Blooming around the same time as the trout lily is the nonnative windflower, Anemone blanda, with sky-blue, daisylike flowers on stems 2 to 8 inches tall. A tuber, it spreads to form clumps of delicate blooms and ferny foliage.
Another wildflower that heralds spring is bloodroot, Sanguinaria canadensis, named because of the red sap of the rhizome. The starlike white flowers may last only a few days, but their beauty is memorable. The gray-green, roundish foliage persists well into summer, adding interest to the garden. Planting bloodroot and other wildflowers on slopes makes it easier to view them at eye level.
Spotting trilliums in the wild is always exciting, but many are also candidates for the home garden.
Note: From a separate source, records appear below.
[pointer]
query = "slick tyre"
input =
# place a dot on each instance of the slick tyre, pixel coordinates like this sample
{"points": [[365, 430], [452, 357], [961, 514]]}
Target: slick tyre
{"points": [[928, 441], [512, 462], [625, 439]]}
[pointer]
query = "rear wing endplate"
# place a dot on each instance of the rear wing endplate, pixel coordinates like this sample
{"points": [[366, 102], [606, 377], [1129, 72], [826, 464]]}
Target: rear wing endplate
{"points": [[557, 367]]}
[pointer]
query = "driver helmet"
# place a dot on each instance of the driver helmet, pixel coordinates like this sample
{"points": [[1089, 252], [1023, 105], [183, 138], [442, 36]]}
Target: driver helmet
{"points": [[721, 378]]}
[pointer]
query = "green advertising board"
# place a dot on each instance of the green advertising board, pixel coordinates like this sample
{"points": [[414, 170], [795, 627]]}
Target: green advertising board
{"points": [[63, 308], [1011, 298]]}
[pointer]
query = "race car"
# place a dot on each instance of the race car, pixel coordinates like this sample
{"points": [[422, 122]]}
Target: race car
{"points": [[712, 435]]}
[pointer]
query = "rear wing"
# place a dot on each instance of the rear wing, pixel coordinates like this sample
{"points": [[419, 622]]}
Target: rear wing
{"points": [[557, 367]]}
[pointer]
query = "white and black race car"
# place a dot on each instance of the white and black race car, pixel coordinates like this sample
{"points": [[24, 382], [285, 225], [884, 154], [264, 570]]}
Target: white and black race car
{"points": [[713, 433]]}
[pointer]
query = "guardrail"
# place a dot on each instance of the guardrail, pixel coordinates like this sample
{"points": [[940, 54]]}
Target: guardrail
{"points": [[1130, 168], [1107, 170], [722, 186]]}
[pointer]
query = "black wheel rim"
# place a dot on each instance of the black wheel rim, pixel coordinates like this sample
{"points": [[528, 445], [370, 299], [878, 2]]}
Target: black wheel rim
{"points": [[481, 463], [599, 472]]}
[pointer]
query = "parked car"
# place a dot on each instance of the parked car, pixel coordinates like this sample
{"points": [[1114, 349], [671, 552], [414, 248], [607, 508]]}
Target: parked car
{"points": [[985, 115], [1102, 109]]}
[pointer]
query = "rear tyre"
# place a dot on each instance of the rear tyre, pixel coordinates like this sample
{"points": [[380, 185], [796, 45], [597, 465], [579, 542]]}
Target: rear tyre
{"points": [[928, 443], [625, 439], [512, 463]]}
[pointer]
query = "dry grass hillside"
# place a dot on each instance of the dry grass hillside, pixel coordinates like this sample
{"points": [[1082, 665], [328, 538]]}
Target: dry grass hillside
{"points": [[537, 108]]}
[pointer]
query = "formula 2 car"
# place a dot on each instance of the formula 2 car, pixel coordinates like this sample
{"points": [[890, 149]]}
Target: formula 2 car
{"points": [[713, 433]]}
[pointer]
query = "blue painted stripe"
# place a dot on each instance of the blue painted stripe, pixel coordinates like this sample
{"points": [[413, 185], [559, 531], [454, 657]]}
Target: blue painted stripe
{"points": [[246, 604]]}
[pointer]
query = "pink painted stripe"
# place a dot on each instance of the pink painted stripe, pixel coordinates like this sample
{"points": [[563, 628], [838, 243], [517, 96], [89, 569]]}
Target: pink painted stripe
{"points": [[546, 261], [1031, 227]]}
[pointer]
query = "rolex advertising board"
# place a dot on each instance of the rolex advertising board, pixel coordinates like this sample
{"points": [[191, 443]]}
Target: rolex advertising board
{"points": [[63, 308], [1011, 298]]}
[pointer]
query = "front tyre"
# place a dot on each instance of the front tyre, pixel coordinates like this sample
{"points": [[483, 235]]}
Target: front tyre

Plant them in groups of three under a canopy of dogwoods and redbuds and experience the thrill of their unique flowers every spring. Perhaps most familiar is the great trillium, Trillium grandiflorum, with three leaves whorled around the top of the stem, with a single white bloom. Often as they age the flowers fade to pink.
May apple, Podophyllum peltatum, is a perennial that's hard to miss in early spring. It pokes its green shoots up through leaves and unfurls its tiny umbrellas, with white flowers hidden under the foliage. Reaching 2 feet in height, this vigorous native will easily cover a large area. Plant it with ferns or combine May apple with an evergreen ground cover so that when its foliage dies back, the ground won't be bare.
Another good spreader is the native wood poppy, Stylophorum diphyllum, with bright yellow flowers and grayish-green foliage. For a colorful combination pair it with blue woodland phlox, Phlox divaricata.